The Supreme Court today granted the Centre more time to file its response in the challenge to the sedition law. The top court said it will examine whether the pleas challenging the constitutional validity of the sedition law should be sent to a constitutional bench of seven judges. While hearing the matter today, a three-judge bench led by Chief Justice of India NV Ramana directed the petitioners to file responses by Saturday morning and ordered the Centre to file counter-affidavits by Monday morning. The matter will next be heard on Tuesday, May 10, at 2 pm.
Appearing for the Centre, Solicitor General Tushar Mehta had urged the court to give “any reasonable time” to draft their reply. He argued that the reply has been drafted at the lawyers’ level but was awaiting approval from the government. He also mentioned that “fresh matters” have been filed in the case and requested more time given the nature of the matter and its repercussions.

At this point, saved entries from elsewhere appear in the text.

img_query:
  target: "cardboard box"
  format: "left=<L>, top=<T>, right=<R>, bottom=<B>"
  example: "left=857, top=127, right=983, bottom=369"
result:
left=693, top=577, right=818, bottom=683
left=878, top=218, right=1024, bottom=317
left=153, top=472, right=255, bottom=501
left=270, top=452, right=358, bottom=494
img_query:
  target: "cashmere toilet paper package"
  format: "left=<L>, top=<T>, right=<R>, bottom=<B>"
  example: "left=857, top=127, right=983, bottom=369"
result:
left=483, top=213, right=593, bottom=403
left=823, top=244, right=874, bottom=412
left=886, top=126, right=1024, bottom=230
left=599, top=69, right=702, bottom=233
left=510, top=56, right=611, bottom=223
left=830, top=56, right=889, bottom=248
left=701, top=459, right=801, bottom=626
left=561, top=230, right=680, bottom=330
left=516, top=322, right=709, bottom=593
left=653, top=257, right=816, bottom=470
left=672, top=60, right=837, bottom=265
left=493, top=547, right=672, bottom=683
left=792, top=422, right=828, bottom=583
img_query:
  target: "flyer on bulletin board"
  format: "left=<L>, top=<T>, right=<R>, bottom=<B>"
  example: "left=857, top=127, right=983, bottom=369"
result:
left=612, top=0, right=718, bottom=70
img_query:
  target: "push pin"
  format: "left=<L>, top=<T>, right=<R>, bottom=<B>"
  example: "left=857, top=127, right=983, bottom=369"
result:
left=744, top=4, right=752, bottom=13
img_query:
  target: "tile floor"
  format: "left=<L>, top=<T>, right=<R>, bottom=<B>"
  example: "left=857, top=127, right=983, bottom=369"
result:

The Attorney General, who was issued a separate notice by the petitioners, said he was ready to argue the matter but Mr Mehta intervened saying he was representing the Centre and the AG’s response might be different as he was appearing in a personal capacity.
The pleas challenging the colonial-era sedition law were filed by five parties including the Editors Guild of India and Trinamool MP Mahua Moitra.
The court reminded the Centre that the notice was issued 9-10 months ago. “If everyday people want to file (fresh cases) then we can’t do anything, but we did give notice several months ago,” the court said after the Centre mentioned fresh matters as the reason for the delay.
“This is about examining legal provisions. We can argue the matter,” the court said.
Appearing for the Editors Guild, senior lawyer Kapil Sibal said it was about the question of law. “Colonial masters do not control us anymore. We own our own destiny,” Mr Sibal said while giving details about earlier judgements on sedition.
“So many people are in jail. Every day spent in jail by a student or journalist because of sedition law is against the very idea of India,” Mr Sibal argued.